La realtà che emerge è che la società spende più di quanto possa permettersi, ed è quindi costretta a chiedere alla proprietà di strappare assegni per ripianare il passivo. Il fatturato che fatica a crescere (aumento di 8 milioni tra il 2015 e il 2016 raggiungendo quota 139,8 milioni) e i costi di gestione alti sono i problemi principali. Per questo è stato chiamato Corvino, capace di scovare giovani talenti e farli fruttare al massimo. Durissimo è stato il giudizio di Cognigni nel 2014 dell’operato di Macia e Pradè: “La gestione del comparto sportivo non è stata in grado di raggiungere gli obiettivi di budget fissati, lasciando un numero sproporzionato di giocatori rispetto alle necessità tecniche”.

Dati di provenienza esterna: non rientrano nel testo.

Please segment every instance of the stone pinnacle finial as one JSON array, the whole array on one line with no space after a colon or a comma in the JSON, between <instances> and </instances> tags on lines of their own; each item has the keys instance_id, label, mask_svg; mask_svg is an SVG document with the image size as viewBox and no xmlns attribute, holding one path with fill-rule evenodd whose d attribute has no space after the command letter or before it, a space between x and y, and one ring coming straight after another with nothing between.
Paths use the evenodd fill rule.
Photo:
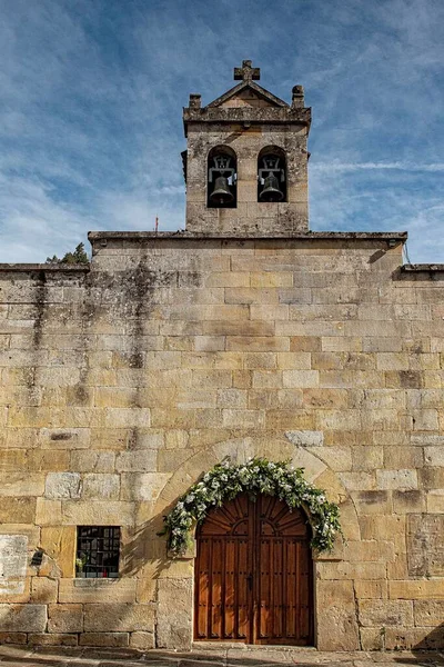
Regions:
<instances>
[{"instance_id":1,"label":"stone pinnacle finial","mask_svg":"<svg viewBox=\"0 0 444 667\"><path fill-rule=\"evenodd\" d=\"M259 67L251 67L251 60L242 60L242 67L234 68L235 81L258 81L261 78Z\"/></svg>"}]
</instances>

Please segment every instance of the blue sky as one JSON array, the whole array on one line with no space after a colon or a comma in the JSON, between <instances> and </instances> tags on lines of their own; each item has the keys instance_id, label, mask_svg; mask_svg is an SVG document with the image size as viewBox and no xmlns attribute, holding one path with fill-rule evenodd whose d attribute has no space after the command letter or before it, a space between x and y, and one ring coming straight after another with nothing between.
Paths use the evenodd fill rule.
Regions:
<instances>
[{"instance_id":1,"label":"blue sky","mask_svg":"<svg viewBox=\"0 0 444 667\"><path fill-rule=\"evenodd\" d=\"M407 230L444 261L443 0L0 0L0 261L184 226L190 92L244 59L313 108L313 230ZM88 243L87 243L88 246Z\"/></svg>"}]
</instances>

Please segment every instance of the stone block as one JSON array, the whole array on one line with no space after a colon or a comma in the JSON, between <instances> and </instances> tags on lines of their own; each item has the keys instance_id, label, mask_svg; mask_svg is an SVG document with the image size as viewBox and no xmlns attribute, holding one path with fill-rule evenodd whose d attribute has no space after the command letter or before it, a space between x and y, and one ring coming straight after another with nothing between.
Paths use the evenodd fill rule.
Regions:
<instances>
[{"instance_id":1,"label":"stone block","mask_svg":"<svg viewBox=\"0 0 444 667\"><path fill-rule=\"evenodd\" d=\"M39 444L43 449L87 449L90 446L89 428L41 428Z\"/></svg>"},{"instance_id":2,"label":"stone block","mask_svg":"<svg viewBox=\"0 0 444 667\"><path fill-rule=\"evenodd\" d=\"M0 631L43 633L47 627L46 605L1 605Z\"/></svg>"},{"instance_id":3,"label":"stone block","mask_svg":"<svg viewBox=\"0 0 444 667\"><path fill-rule=\"evenodd\" d=\"M376 470L380 489L417 489L416 470Z\"/></svg>"},{"instance_id":4,"label":"stone block","mask_svg":"<svg viewBox=\"0 0 444 667\"><path fill-rule=\"evenodd\" d=\"M389 581L389 597L396 600L398 605L403 604L400 600L442 600L444 599L444 579Z\"/></svg>"},{"instance_id":5,"label":"stone block","mask_svg":"<svg viewBox=\"0 0 444 667\"><path fill-rule=\"evenodd\" d=\"M426 496L420 490L393 491L393 511L395 514L416 514L425 511Z\"/></svg>"},{"instance_id":6,"label":"stone block","mask_svg":"<svg viewBox=\"0 0 444 667\"><path fill-rule=\"evenodd\" d=\"M33 524L36 519L36 498L6 497L0 502L0 522Z\"/></svg>"},{"instance_id":7,"label":"stone block","mask_svg":"<svg viewBox=\"0 0 444 667\"><path fill-rule=\"evenodd\" d=\"M59 584L48 577L32 577L31 580L31 603L48 604L56 603L59 590Z\"/></svg>"},{"instance_id":8,"label":"stone block","mask_svg":"<svg viewBox=\"0 0 444 667\"><path fill-rule=\"evenodd\" d=\"M149 428L149 408L105 408L105 428Z\"/></svg>"},{"instance_id":9,"label":"stone block","mask_svg":"<svg viewBox=\"0 0 444 667\"><path fill-rule=\"evenodd\" d=\"M122 500L62 500L64 526L131 526L134 505Z\"/></svg>"},{"instance_id":10,"label":"stone block","mask_svg":"<svg viewBox=\"0 0 444 667\"><path fill-rule=\"evenodd\" d=\"M444 515L407 516L408 573L413 577L442 577ZM437 596L441 597L441 596Z\"/></svg>"},{"instance_id":11,"label":"stone block","mask_svg":"<svg viewBox=\"0 0 444 667\"><path fill-rule=\"evenodd\" d=\"M354 583L357 599L384 599L387 597L387 583L361 579Z\"/></svg>"},{"instance_id":12,"label":"stone block","mask_svg":"<svg viewBox=\"0 0 444 667\"><path fill-rule=\"evenodd\" d=\"M28 636L26 633L0 633L0 644L27 644Z\"/></svg>"},{"instance_id":13,"label":"stone block","mask_svg":"<svg viewBox=\"0 0 444 667\"><path fill-rule=\"evenodd\" d=\"M49 605L48 631L56 634L82 633L82 605Z\"/></svg>"},{"instance_id":14,"label":"stone block","mask_svg":"<svg viewBox=\"0 0 444 667\"><path fill-rule=\"evenodd\" d=\"M83 633L79 636L80 646L122 648L129 646L128 633Z\"/></svg>"},{"instance_id":15,"label":"stone block","mask_svg":"<svg viewBox=\"0 0 444 667\"><path fill-rule=\"evenodd\" d=\"M41 547L47 556L54 560L62 577L74 575L75 540L75 526L42 526L41 528Z\"/></svg>"},{"instance_id":16,"label":"stone block","mask_svg":"<svg viewBox=\"0 0 444 667\"><path fill-rule=\"evenodd\" d=\"M286 431L285 437L296 447L322 447L324 442L324 434L322 431Z\"/></svg>"},{"instance_id":17,"label":"stone block","mask_svg":"<svg viewBox=\"0 0 444 667\"><path fill-rule=\"evenodd\" d=\"M113 451L73 450L70 456L70 470L77 472L113 472L115 454Z\"/></svg>"},{"instance_id":18,"label":"stone block","mask_svg":"<svg viewBox=\"0 0 444 667\"><path fill-rule=\"evenodd\" d=\"M262 410L222 410L224 428L263 428L264 414Z\"/></svg>"},{"instance_id":19,"label":"stone block","mask_svg":"<svg viewBox=\"0 0 444 667\"><path fill-rule=\"evenodd\" d=\"M441 512L444 514L444 489L436 491L430 491L427 494L427 511L428 512Z\"/></svg>"},{"instance_id":20,"label":"stone block","mask_svg":"<svg viewBox=\"0 0 444 667\"><path fill-rule=\"evenodd\" d=\"M38 526L54 526L62 522L62 501L37 499L36 524Z\"/></svg>"},{"instance_id":21,"label":"stone block","mask_svg":"<svg viewBox=\"0 0 444 667\"><path fill-rule=\"evenodd\" d=\"M154 629L154 604L98 604L84 606L84 630L87 633Z\"/></svg>"},{"instance_id":22,"label":"stone block","mask_svg":"<svg viewBox=\"0 0 444 667\"><path fill-rule=\"evenodd\" d=\"M178 454L174 451L170 454L178 461ZM121 478L122 500L154 502L171 478L171 472L128 472Z\"/></svg>"},{"instance_id":23,"label":"stone block","mask_svg":"<svg viewBox=\"0 0 444 667\"><path fill-rule=\"evenodd\" d=\"M59 498L80 498L81 482L79 472L49 472L44 486L44 496L49 500Z\"/></svg>"},{"instance_id":24,"label":"stone block","mask_svg":"<svg viewBox=\"0 0 444 667\"><path fill-rule=\"evenodd\" d=\"M135 579L60 579L59 601L63 604L134 603Z\"/></svg>"},{"instance_id":25,"label":"stone block","mask_svg":"<svg viewBox=\"0 0 444 667\"><path fill-rule=\"evenodd\" d=\"M392 512L390 491L355 491L352 498L359 515L386 515Z\"/></svg>"},{"instance_id":26,"label":"stone block","mask_svg":"<svg viewBox=\"0 0 444 667\"><path fill-rule=\"evenodd\" d=\"M359 600L359 610L363 627L413 626L411 600Z\"/></svg>"},{"instance_id":27,"label":"stone block","mask_svg":"<svg viewBox=\"0 0 444 667\"><path fill-rule=\"evenodd\" d=\"M27 452L27 469L38 472L61 472L70 467L69 458L69 451L32 449Z\"/></svg>"},{"instance_id":28,"label":"stone block","mask_svg":"<svg viewBox=\"0 0 444 667\"><path fill-rule=\"evenodd\" d=\"M130 634L130 646L138 650L149 650L155 647L154 634L153 633L131 633Z\"/></svg>"},{"instance_id":29,"label":"stone block","mask_svg":"<svg viewBox=\"0 0 444 667\"><path fill-rule=\"evenodd\" d=\"M0 497L41 496L43 489L43 472L28 472L27 470L0 472Z\"/></svg>"},{"instance_id":30,"label":"stone block","mask_svg":"<svg viewBox=\"0 0 444 667\"><path fill-rule=\"evenodd\" d=\"M353 581L317 581L316 616L319 650L359 648Z\"/></svg>"},{"instance_id":31,"label":"stone block","mask_svg":"<svg viewBox=\"0 0 444 667\"><path fill-rule=\"evenodd\" d=\"M30 646L77 646L77 635L49 635L47 633L42 635L29 635L28 644Z\"/></svg>"},{"instance_id":32,"label":"stone block","mask_svg":"<svg viewBox=\"0 0 444 667\"><path fill-rule=\"evenodd\" d=\"M118 500L120 476L104 472L90 472L83 476L81 496L83 499Z\"/></svg>"},{"instance_id":33,"label":"stone block","mask_svg":"<svg viewBox=\"0 0 444 667\"><path fill-rule=\"evenodd\" d=\"M158 585L157 645L190 650L193 636L192 579L162 579Z\"/></svg>"},{"instance_id":34,"label":"stone block","mask_svg":"<svg viewBox=\"0 0 444 667\"><path fill-rule=\"evenodd\" d=\"M385 628L360 628L362 650L383 650Z\"/></svg>"},{"instance_id":35,"label":"stone block","mask_svg":"<svg viewBox=\"0 0 444 667\"><path fill-rule=\"evenodd\" d=\"M155 449L138 449L118 455L115 470L118 472L155 472L158 451Z\"/></svg>"}]
</instances>

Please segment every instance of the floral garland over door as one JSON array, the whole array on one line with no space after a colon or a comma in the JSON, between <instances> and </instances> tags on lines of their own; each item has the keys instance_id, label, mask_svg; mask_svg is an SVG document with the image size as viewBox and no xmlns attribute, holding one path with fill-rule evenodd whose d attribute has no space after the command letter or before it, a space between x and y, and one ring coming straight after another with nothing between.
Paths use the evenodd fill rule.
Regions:
<instances>
[{"instance_id":1,"label":"floral garland over door","mask_svg":"<svg viewBox=\"0 0 444 667\"><path fill-rule=\"evenodd\" d=\"M317 551L332 550L335 536L342 534L337 505L326 499L325 491L304 479L303 468L265 458L253 458L246 464L232 464L225 458L183 494L164 517L161 535L168 535L170 551L174 556L184 554L193 526L203 521L211 507L220 507L242 491L251 496L276 496L286 502L290 511L302 507L313 529L311 546Z\"/></svg>"}]
</instances>

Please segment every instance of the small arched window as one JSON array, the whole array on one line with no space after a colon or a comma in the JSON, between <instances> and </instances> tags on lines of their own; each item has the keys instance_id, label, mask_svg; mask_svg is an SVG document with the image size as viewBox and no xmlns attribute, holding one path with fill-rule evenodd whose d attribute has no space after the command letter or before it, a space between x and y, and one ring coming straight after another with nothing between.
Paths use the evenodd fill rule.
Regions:
<instances>
[{"instance_id":1,"label":"small arched window","mask_svg":"<svg viewBox=\"0 0 444 667\"><path fill-rule=\"evenodd\" d=\"M209 208L236 207L238 160L228 146L211 149L208 158L206 205Z\"/></svg>"},{"instance_id":2,"label":"small arched window","mask_svg":"<svg viewBox=\"0 0 444 667\"><path fill-rule=\"evenodd\" d=\"M258 201L286 200L285 153L276 146L263 148L258 157Z\"/></svg>"}]
</instances>

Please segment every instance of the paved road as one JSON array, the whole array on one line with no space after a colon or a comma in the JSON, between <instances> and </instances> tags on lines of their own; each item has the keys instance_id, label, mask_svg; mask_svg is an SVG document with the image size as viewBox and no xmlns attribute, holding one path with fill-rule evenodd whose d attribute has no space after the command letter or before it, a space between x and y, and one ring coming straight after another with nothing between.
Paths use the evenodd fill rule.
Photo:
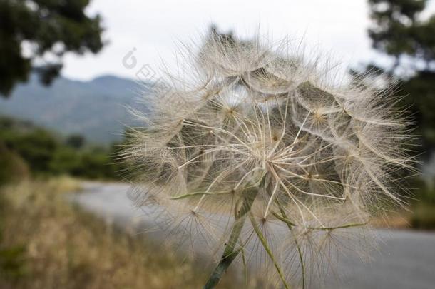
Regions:
<instances>
[{"instance_id":1,"label":"paved road","mask_svg":"<svg viewBox=\"0 0 435 289\"><path fill-rule=\"evenodd\" d=\"M83 192L72 199L126 228L152 225L151 215L145 213L152 212L135 209L128 190L126 184L84 183ZM378 230L376 234L382 242L379 252L372 255L374 260L364 264L356 258L345 258L338 268L340 283L327 281L334 284L329 288L435 289L435 233Z\"/></svg>"}]
</instances>

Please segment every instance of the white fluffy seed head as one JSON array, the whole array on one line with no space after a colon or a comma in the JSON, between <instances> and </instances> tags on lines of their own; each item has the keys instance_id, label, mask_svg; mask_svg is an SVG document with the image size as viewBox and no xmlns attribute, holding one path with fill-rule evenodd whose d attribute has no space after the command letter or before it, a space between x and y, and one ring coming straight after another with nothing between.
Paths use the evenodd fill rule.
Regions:
<instances>
[{"instance_id":1,"label":"white fluffy seed head","mask_svg":"<svg viewBox=\"0 0 435 289\"><path fill-rule=\"evenodd\" d=\"M165 208L164 226L175 239L193 236L193 251L219 252L242 192L262 180L253 219L277 239L268 240L277 262L300 271L323 255L307 249L320 245L316 238L354 232L374 208L404 201L408 121L370 83L339 86L291 42L260 39L211 33L187 49L183 72L166 77L170 90L144 96L148 113L135 112L143 126L123 156L146 188L135 194L138 206ZM262 258L249 245L258 242L253 230L244 228L240 245ZM309 256L294 258L295 248Z\"/></svg>"}]
</instances>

Quelli erano gli anni di Rossi e Gomez, che sommati all’incremento del costo del personale formarono un buco da 37 milioni nel 2014. Non è stata tutta colpa di Pradè comunque, capace di piazzare ottime cessioni imposte dal fair play finanziario come quelle di Cuadrado per 30 milioni e di Savic per 10 più Mario Suarez. I conti sono migliorati nel 2016 con un rosso di appena 4 milioni, ma ancora non basta. La strada è questa almeno fino a quando il nuovo stadio farà impennare i ricavi. Ma l’obiettivo rimane quello di stare nelle parti alte della classifica.

La spesa per il centro sportivo è stata di 6,5 milioni, l’acquisto dell’archivio di immagini Rai 11,2 milioni e gli alti costi di gestione. I ricavi viola crescono, ma ancora non sono al livello che servirebbe per competere con le big. Dal 2015 al 2016 il salto è stato di 8 milioni grazie anche all’arrivo dello sponsor tecnico Le Coq Sportif che garantisce 3,4 milioni annui fino al 202, inferiore alle altre grandi, il Napoli fattura 155 milioni, la Roma 214, il Milan 220.